Health care reform still possible, but government-run proposal gains committee approval
(June 1, 2007) As proposals to bring about real health care reform await action in the legislature, the movement to adopt a high-cost and unsustainable government-run, single-payer system was given a breath of life by the Appropriations Committee this week when it approved HB-7314.
In addition to HB-7314 (the last remaining single-payer vehicle), still in the legislative mix this session is a bill to create a statewide health insurance purchasing pool (HB-7320). This bill would impose a mandatory state-run system of health insurance on all Connecticut cities and towns and would become the platform from which the state could then launch an all-out single payer system in the future.
True reform
Neither of these measures will move the state closer to true health care reform that will improve quality, reduce costs and increase access to health insurance. Instead, the proposals are merely misguided efforts to find different ways to pay for health care.

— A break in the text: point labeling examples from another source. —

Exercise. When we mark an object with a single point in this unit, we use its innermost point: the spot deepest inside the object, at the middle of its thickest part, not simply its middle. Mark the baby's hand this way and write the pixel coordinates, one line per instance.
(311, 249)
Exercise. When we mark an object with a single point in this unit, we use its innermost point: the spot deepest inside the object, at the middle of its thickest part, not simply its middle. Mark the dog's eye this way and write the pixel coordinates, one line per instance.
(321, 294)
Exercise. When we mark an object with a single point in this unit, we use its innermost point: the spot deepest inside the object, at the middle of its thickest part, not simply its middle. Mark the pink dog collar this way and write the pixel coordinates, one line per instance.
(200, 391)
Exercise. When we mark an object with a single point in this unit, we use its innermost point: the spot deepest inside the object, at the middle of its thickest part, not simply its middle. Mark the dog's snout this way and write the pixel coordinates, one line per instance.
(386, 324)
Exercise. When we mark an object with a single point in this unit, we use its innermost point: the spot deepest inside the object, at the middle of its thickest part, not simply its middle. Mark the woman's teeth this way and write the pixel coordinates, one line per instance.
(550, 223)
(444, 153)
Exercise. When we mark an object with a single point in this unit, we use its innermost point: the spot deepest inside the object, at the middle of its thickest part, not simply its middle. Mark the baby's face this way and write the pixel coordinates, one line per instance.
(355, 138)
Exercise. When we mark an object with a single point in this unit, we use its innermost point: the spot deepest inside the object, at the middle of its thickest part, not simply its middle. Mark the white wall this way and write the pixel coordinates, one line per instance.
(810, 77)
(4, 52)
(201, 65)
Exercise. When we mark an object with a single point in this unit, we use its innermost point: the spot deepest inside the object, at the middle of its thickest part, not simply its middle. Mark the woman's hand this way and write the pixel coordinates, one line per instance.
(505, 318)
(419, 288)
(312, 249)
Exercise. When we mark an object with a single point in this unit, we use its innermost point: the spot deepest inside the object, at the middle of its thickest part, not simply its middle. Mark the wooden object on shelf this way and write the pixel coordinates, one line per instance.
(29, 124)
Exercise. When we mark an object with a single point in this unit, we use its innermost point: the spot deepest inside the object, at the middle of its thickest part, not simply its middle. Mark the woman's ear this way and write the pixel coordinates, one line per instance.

Some measures still alive in the legislature do contain components of true health care reform – and if enacted, would make significant improvements to health care in Connecticut.
For example, HB-6652 takes a market-based approach toward reforming Connecticut’s health care system by strengthening the current system.
Among other things, HB-6652 focuses considerably on promoting the use of electronic medical records, increasing provider reimbursement levels, promoting healthier lifestyles and increasing the availability of affordable health insurance to Connecticut’s residents and small employers.
These positive reform efforts can make significant inroads to increasing health care access by reducing costs and improving quality.
Pooling no cure-all
Health insurance pooling systems potentially might provide some short-term benefits to certain groups but they operate under the erroneous presumption that the larger the pool the lower the cost.
In fact, there are no significant advantages to large purchasing pools — once a pool attains a certain size (typically in the hundreds) the pricing advantage of the pool is reached. Very large employers with thousands of pooled employees –such as General Motors — still struggle with high health care costs.
Connecticut’s MEHIP program is another large purchasing pool, but has not been able to effectively reduce costs for its participants.
In addition, efforts are underway that will allow a state-run purchasing pool to operate completely outside of Connecticut’s insurance laws so that it will not have to comply with such beneficial and protective requirements as minimum financial reserves. Ultimately, this will leave Connecticut taxpayers as the guarantors of the risk inherent in this pool.
And all of this comes with the prospect of losing tens of thousands of Connecticut insurance jobs in the process, placing our state’s precarious economic recovery in an even more tenuous position.